Statistical analysis
For this sub-study, a sample size of 144 participants (72 participants/group) was sufficient to detect an effect size of ≥ 0.44 SDs on HM LCP concentrations between study arms using a statistical power of 80%, a type I error of 5%, an anticipated attrition of 20%, and assuming a ρ = 0.50 for the correlation between the midline and endline measurements. Data were entered in duplicate using EpiData version 1.4.4.4 (EpiData Association) and consistency checks and statistical analysis were conducted using Stata version 14.1 (StataCorp LLC, Texas, USA). The FA data are presented in mg/L HM or blood as the overall fat content of HM and capillary blood samples could not be determined. Data were checked for normality by visual inspection of histograms and Q-Q plots, confirmed by the Shapiro-Wilk test, and log transformed when necessary. Participant characteristics were compared between the HM sub-study sample and the main study sample, and between the FO and CO groups within the HM sub-study sample, using independent-samples t-test for the continuous and Pearson’s chi-square test for the nominal variables.
Differences between study groups in HM LCP concentrations at midline and endline measurements was estimated using mixed-effects linear regression models with the study mother as random intercept to account for clustering of repeated measurements at midline and endline. A similar mixed-effects model was used to assess the relationship between the changes in maternal milk and child capillary blood (DHA + EPA)/AA ratios from baseline to midline and endline measurements. For the later analysis, data were analyzed separately for mother-child pairs where children received a FO-fortified complementary food supplement as part of the child intervention of the OME3JIM trial (n = 81), and pairs where children received a placebo complementary food supplement (n = 72). The difference in slope between the two groups by child intervention arms was compared by adding interaction terms between child intervention group and HM ratios. Models were adjusted for baseline HM LCP concentrations and additional covariates, including household wealth, child age and sex, frequency of breastfeeding, maternal age, height, parity and the occurrence of pregnancy during study follow-up. For the log transformed outcomes, the antilog of coefficients and CIs were used to express group difference as percent of the control group value. A two-sided P value of less than 0.05 was considered statistically significant.

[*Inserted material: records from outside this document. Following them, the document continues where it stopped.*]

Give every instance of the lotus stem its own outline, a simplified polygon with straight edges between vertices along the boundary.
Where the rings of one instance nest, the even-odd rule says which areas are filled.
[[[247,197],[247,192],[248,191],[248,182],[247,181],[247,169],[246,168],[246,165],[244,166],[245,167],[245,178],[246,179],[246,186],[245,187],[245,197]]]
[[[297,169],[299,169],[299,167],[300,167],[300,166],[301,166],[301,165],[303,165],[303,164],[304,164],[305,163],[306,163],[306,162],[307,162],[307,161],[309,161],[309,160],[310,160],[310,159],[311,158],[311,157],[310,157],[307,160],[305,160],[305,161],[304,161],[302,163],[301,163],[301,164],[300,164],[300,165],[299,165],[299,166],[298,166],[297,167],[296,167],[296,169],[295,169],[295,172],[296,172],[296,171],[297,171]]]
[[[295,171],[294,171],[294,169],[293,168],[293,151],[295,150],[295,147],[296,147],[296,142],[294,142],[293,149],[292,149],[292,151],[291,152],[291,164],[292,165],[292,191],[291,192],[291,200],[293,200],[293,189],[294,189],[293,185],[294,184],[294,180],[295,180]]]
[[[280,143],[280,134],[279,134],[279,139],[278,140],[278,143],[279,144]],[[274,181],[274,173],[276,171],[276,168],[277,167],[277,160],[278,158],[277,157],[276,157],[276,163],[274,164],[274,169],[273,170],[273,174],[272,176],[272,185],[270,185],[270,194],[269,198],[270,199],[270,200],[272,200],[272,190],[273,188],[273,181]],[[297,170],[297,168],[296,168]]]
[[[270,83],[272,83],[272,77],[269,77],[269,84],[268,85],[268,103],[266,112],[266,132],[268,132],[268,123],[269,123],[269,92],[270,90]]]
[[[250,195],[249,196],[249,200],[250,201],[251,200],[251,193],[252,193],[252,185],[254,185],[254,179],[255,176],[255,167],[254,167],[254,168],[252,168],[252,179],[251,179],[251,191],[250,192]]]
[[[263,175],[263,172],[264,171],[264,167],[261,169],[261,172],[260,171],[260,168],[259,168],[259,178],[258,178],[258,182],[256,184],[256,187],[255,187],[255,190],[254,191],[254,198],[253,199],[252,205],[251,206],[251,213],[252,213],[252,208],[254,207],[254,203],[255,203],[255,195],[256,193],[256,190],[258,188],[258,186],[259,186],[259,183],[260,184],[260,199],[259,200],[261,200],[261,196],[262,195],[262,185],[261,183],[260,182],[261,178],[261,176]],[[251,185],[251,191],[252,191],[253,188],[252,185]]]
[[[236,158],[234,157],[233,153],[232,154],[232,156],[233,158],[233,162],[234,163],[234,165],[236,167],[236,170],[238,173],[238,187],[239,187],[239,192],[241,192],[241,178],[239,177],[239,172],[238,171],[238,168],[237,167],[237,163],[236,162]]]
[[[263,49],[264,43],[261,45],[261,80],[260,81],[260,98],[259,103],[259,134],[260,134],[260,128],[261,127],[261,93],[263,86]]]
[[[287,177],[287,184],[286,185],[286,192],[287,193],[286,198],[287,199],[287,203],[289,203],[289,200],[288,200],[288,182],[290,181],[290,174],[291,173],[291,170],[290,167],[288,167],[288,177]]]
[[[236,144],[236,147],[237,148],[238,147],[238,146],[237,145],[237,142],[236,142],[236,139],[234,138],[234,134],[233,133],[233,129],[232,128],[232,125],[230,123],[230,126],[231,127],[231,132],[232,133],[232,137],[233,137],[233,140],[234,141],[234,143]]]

Analyses were conducted using a modified intention-to-treat analysis which included all randomly selected mothers for the HM sub-study from whom breastmilk sample was available at baseline. For this purpose, a multiple imputations procedure under the missing at random assumption was employed using chained equations of 50 imputations for the lost to follow-up cases at midline and endline. Predictor variables in the imputation models included baseline LCP concentration, duration of breastfeeding, time of measurement (midline/endline), maternal age and body mass index, and child age and sex.